Obama’s encounter with Funes is sure to assert cooperation on crime as a priority. The sway of public opinion across the continent is unanimous as to its concern over insecurity. Yet here, in a field where the US has matched its words with major financial commitments, the sense prevails that the vital interests of the Americas may not be so harmonious. When it comes to border control with Mexico, the flimsiness of President Obama’s concoction of a “21st century border” – light on truck control, heavy on guns and drugs - is stark. The lack of meditation on the most basic structural issues shaping the crime wave, such as the regime of drug prohibition, is galling.

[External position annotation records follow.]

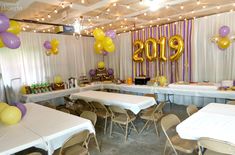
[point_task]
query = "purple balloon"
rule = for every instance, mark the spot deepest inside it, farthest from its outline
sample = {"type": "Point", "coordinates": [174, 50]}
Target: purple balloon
{"type": "Point", "coordinates": [110, 71]}
{"type": "Point", "coordinates": [47, 45]}
{"type": "Point", "coordinates": [22, 108]}
{"type": "Point", "coordinates": [92, 72]}
{"type": "Point", "coordinates": [111, 34]}
{"type": "Point", "coordinates": [105, 53]}
{"type": "Point", "coordinates": [224, 31]}
{"type": "Point", "coordinates": [10, 40]}
{"type": "Point", "coordinates": [4, 23]}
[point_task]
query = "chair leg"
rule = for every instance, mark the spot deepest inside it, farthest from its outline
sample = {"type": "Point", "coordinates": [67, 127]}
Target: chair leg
{"type": "Point", "coordinates": [105, 125]}
{"type": "Point", "coordinates": [144, 127]}
{"type": "Point", "coordinates": [134, 127]}
{"type": "Point", "coordinates": [97, 144]}
{"type": "Point", "coordinates": [156, 128]}
{"type": "Point", "coordinates": [126, 131]}
{"type": "Point", "coordinates": [111, 127]}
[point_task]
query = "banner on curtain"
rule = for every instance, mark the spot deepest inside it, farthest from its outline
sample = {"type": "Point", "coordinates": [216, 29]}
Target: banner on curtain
{"type": "Point", "coordinates": [175, 42]}
{"type": "Point", "coordinates": [172, 39]}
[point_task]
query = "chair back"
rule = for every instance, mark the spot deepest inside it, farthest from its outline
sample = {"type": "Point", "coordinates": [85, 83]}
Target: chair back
{"type": "Point", "coordinates": [159, 107]}
{"type": "Point", "coordinates": [231, 102]}
{"type": "Point", "coordinates": [216, 145]}
{"type": "Point", "coordinates": [191, 109]}
{"type": "Point", "coordinates": [89, 115]}
{"type": "Point", "coordinates": [78, 138]}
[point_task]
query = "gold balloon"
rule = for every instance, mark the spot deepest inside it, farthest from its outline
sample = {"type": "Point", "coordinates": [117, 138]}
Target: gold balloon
{"type": "Point", "coordinates": [98, 46]}
{"type": "Point", "coordinates": [107, 41]}
{"type": "Point", "coordinates": [162, 42]}
{"type": "Point", "coordinates": [109, 48]}
{"type": "Point", "coordinates": [98, 34]}
{"type": "Point", "coordinates": [224, 42]}
{"type": "Point", "coordinates": [139, 50]}
{"type": "Point", "coordinates": [154, 49]}
{"type": "Point", "coordinates": [1, 43]}
{"type": "Point", "coordinates": [176, 42]}
{"type": "Point", "coordinates": [215, 39]}
{"type": "Point", "coordinates": [14, 28]}
{"type": "Point", "coordinates": [54, 43]}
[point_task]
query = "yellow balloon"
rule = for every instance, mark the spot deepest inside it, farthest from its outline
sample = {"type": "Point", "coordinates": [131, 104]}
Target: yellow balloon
{"type": "Point", "coordinates": [98, 46]}
{"type": "Point", "coordinates": [10, 115]}
{"type": "Point", "coordinates": [58, 79]}
{"type": "Point", "coordinates": [54, 51]}
{"type": "Point", "coordinates": [109, 48]}
{"type": "Point", "coordinates": [1, 43]}
{"type": "Point", "coordinates": [14, 28]}
{"type": "Point", "coordinates": [162, 42]}
{"type": "Point", "coordinates": [54, 43]}
{"type": "Point", "coordinates": [98, 34]}
{"type": "Point", "coordinates": [3, 106]}
{"type": "Point", "coordinates": [176, 42]}
{"type": "Point", "coordinates": [153, 42]}
{"type": "Point", "coordinates": [101, 64]}
{"type": "Point", "coordinates": [107, 41]}
{"type": "Point", "coordinates": [138, 51]}
{"type": "Point", "coordinates": [224, 42]}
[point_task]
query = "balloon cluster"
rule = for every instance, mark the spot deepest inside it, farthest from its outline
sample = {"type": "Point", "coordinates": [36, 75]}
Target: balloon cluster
{"type": "Point", "coordinates": [104, 42]}
{"type": "Point", "coordinates": [223, 40]}
{"type": "Point", "coordinates": [11, 114]}
{"type": "Point", "coordinates": [51, 47]}
{"type": "Point", "coordinates": [8, 32]}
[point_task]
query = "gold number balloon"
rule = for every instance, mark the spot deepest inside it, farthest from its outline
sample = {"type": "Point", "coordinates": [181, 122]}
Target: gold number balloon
{"type": "Point", "coordinates": [152, 42]}
{"type": "Point", "coordinates": [176, 42]}
{"type": "Point", "coordinates": [138, 51]}
{"type": "Point", "coordinates": [162, 43]}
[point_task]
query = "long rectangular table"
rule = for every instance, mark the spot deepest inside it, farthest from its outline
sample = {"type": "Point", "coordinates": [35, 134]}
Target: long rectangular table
{"type": "Point", "coordinates": [214, 121]}
{"type": "Point", "coordinates": [183, 94]}
{"type": "Point", "coordinates": [132, 102]}
{"type": "Point", "coordinates": [41, 127]}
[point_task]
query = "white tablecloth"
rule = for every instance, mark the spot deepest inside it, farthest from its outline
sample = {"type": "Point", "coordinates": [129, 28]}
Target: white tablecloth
{"type": "Point", "coordinates": [42, 127]}
{"type": "Point", "coordinates": [132, 102]}
{"type": "Point", "coordinates": [214, 121]}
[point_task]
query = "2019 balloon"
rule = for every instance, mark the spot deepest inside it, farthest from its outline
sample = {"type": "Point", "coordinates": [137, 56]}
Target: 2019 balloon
{"type": "Point", "coordinates": [162, 42]}
{"type": "Point", "coordinates": [101, 65]}
{"type": "Point", "coordinates": [176, 42]}
{"type": "Point", "coordinates": [14, 28]}
{"type": "Point", "coordinates": [98, 34]}
{"type": "Point", "coordinates": [224, 42]}
{"type": "Point", "coordinates": [10, 115]}
{"type": "Point", "coordinates": [224, 31]}
{"type": "Point", "coordinates": [136, 56]}
{"type": "Point", "coordinates": [10, 40]}
{"type": "Point", "coordinates": [4, 23]}
{"type": "Point", "coordinates": [148, 42]}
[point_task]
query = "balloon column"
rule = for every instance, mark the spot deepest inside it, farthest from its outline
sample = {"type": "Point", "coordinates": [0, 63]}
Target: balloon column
{"type": "Point", "coordinates": [8, 32]}
{"type": "Point", "coordinates": [51, 47]}
{"type": "Point", "coordinates": [223, 40]}
{"type": "Point", "coordinates": [10, 115]}
{"type": "Point", "coordinates": [104, 43]}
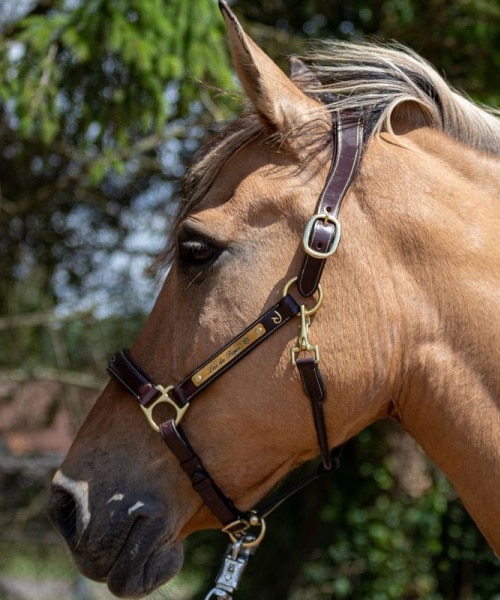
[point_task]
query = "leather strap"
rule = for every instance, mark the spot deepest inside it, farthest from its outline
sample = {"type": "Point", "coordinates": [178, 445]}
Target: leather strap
{"type": "Point", "coordinates": [139, 384]}
{"type": "Point", "coordinates": [235, 350]}
{"type": "Point", "coordinates": [315, 390]}
{"type": "Point", "coordinates": [324, 232]}
{"type": "Point", "coordinates": [201, 481]}
{"type": "Point", "coordinates": [123, 368]}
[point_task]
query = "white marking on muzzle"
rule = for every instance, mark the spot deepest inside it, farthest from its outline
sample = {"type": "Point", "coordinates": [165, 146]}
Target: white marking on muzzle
{"type": "Point", "coordinates": [135, 507]}
{"type": "Point", "coordinates": [80, 492]}
{"type": "Point", "coordinates": [116, 498]}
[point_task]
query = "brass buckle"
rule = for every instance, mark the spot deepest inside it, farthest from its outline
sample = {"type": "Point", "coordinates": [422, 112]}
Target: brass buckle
{"type": "Point", "coordinates": [164, 399]}
{"type": "Point", "coordinates": [308, 230]}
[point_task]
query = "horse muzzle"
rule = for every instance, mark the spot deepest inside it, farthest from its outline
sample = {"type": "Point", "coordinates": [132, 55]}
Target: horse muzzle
{"type": "Point", "coordinates": [125, 543]}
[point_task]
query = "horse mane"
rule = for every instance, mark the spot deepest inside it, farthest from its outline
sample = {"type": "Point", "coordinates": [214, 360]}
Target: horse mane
{"type": "Point", "coordinates": [374, 80]}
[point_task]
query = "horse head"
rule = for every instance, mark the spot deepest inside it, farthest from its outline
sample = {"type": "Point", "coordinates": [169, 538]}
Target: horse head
{"type": "Point", "coordinates": [121, 499]}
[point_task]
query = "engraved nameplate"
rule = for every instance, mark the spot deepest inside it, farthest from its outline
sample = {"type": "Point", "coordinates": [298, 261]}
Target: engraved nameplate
{"type": "Point", "coordinates": [229, 354]}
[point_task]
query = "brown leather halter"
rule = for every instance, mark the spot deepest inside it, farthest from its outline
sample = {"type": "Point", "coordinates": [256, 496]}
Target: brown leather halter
{"type": "Point", "coordinates": [320, 240]}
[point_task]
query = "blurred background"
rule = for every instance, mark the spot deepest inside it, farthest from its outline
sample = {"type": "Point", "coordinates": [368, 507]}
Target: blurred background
{"type": "Point", "coordinates": [102, 104]}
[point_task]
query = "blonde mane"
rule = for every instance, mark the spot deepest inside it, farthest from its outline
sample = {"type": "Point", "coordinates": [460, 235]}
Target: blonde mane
{"type": "Point", "coordinates": [374, 80]}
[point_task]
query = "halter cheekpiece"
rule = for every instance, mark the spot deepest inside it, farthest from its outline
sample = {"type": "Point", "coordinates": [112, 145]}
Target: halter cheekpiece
{"type": "Point", "coordinates": [320, 240]}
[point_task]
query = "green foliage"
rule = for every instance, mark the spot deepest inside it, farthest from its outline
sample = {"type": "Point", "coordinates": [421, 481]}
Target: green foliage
{"type": "Point", "coordinates": [101, 69]}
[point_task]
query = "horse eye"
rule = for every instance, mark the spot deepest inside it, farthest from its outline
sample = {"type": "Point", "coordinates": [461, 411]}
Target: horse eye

Should the problem scale into one of national security, or spill over onto US territory, then no government in Latin America is innocent enough of history to doubt how the US security establishment would respond. Deep within the Southern Command’s Partnership Strategy, like a bone left from another era dressed in fine Pentagonese, stands a reminder of what could still come: “we must also maintain a robust crisis planning and execution capacity to hedge against the possibility that steady-state security cooperation and persistent engagement could fail to prevent aggression.”

So long as other fires burn in the world, the precise meaning of the above may not be discovered. More than likely, the US will stay on quiet guard, watched and copied and asked for special favours: an old aristocracy, heavily armed and hunkering down.